The Fuji-provided industry data shows Kodak single-use cameras are making inroads into the Japanese market - albeit from a small base. It indicates Kodak shipments to Japan last year posted an unspecified double-digit percentage gain, to more than 2.4 million units.
At the same time, Japanese consumers' appetites for single-use cameras finally cooled last year, with unit demand slipping 0.8 percent to 74.2 million.
Kodak last month officially rolled out in the United States its latest model, the FunSaver Pocket, which it has been selling in Japan since the beginning of the year, Fellows said. The FunSaver Pocket will look more like a ``normal'' 35mm camera than some of the earlier single-use models, which resembled small cardboard boxes with view-finders.

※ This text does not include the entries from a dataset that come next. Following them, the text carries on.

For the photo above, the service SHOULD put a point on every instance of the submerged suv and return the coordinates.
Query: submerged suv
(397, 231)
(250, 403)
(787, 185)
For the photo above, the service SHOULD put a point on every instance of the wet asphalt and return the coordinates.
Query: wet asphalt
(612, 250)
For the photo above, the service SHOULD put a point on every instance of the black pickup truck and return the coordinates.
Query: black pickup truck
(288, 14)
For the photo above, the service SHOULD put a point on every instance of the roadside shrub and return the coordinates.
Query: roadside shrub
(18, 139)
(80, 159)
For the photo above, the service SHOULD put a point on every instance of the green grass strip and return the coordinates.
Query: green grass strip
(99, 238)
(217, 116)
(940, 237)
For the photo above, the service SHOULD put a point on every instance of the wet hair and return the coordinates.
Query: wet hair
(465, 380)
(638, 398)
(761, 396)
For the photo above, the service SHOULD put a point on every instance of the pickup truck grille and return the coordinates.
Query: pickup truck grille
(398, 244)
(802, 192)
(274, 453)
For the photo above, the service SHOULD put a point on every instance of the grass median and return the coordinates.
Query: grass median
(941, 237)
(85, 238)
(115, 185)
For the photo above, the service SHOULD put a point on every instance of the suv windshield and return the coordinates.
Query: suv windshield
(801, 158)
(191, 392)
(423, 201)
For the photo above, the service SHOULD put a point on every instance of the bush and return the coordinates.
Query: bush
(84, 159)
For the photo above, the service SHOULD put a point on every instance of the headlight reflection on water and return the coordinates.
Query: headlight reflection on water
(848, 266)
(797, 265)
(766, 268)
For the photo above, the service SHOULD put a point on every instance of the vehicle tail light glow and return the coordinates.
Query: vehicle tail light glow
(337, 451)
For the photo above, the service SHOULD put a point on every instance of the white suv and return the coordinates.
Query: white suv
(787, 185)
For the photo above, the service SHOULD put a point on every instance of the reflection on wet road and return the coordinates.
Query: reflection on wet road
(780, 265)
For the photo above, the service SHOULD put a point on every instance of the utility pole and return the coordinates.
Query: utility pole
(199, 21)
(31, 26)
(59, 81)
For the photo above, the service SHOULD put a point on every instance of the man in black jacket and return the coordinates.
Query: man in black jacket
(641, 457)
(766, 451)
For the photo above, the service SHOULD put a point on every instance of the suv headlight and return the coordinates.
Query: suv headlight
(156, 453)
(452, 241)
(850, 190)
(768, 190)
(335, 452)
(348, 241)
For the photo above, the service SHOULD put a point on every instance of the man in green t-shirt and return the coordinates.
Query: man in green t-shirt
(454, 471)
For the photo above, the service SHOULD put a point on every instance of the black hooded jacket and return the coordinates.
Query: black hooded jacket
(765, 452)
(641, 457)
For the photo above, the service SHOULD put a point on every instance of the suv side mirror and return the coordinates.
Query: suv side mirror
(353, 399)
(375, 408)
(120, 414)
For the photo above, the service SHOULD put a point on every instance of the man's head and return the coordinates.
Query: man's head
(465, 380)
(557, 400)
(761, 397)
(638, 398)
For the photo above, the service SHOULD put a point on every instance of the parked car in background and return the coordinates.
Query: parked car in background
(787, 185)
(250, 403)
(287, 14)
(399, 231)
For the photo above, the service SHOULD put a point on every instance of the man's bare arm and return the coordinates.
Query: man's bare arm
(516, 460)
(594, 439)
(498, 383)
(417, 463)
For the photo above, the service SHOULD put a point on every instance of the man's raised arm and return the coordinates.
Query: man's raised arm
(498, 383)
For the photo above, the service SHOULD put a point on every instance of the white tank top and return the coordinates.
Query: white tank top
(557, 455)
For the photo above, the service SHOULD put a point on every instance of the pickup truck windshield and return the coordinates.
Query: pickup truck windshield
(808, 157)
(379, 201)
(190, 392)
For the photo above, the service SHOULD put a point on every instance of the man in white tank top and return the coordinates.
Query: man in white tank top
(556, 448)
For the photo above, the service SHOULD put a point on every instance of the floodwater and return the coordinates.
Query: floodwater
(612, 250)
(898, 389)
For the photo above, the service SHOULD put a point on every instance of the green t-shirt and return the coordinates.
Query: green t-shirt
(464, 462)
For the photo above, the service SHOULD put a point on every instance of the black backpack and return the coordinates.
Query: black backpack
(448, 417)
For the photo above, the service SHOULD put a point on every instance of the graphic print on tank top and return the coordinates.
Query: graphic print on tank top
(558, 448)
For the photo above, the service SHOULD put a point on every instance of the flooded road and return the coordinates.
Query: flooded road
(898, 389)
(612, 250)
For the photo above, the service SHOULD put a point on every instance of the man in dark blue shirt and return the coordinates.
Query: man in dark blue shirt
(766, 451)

The 27-exposure FunSaver Pocket, which has a four-color polystyrene label wrapping around part of the black PS camera body, offers one model with a built-in flash and another, ``daylight'' model with no flash. The new cameras cost about $12-$14.
Though Kodak experienced some early fire from environmentalists for offering a disposable camera, the company is quick to stress that all its cameras are recycled.
Users must send in the entire camera to get their film developed. Kodak then pays a nominal fee to photo developers for their camera carcasses, which are disassembled by workers at a Rochester-area sheltered workshop. Fellows said Kodak reclaims and reuses more than 2 million pounds a year of clean PS regrind material that it gaththrough this process.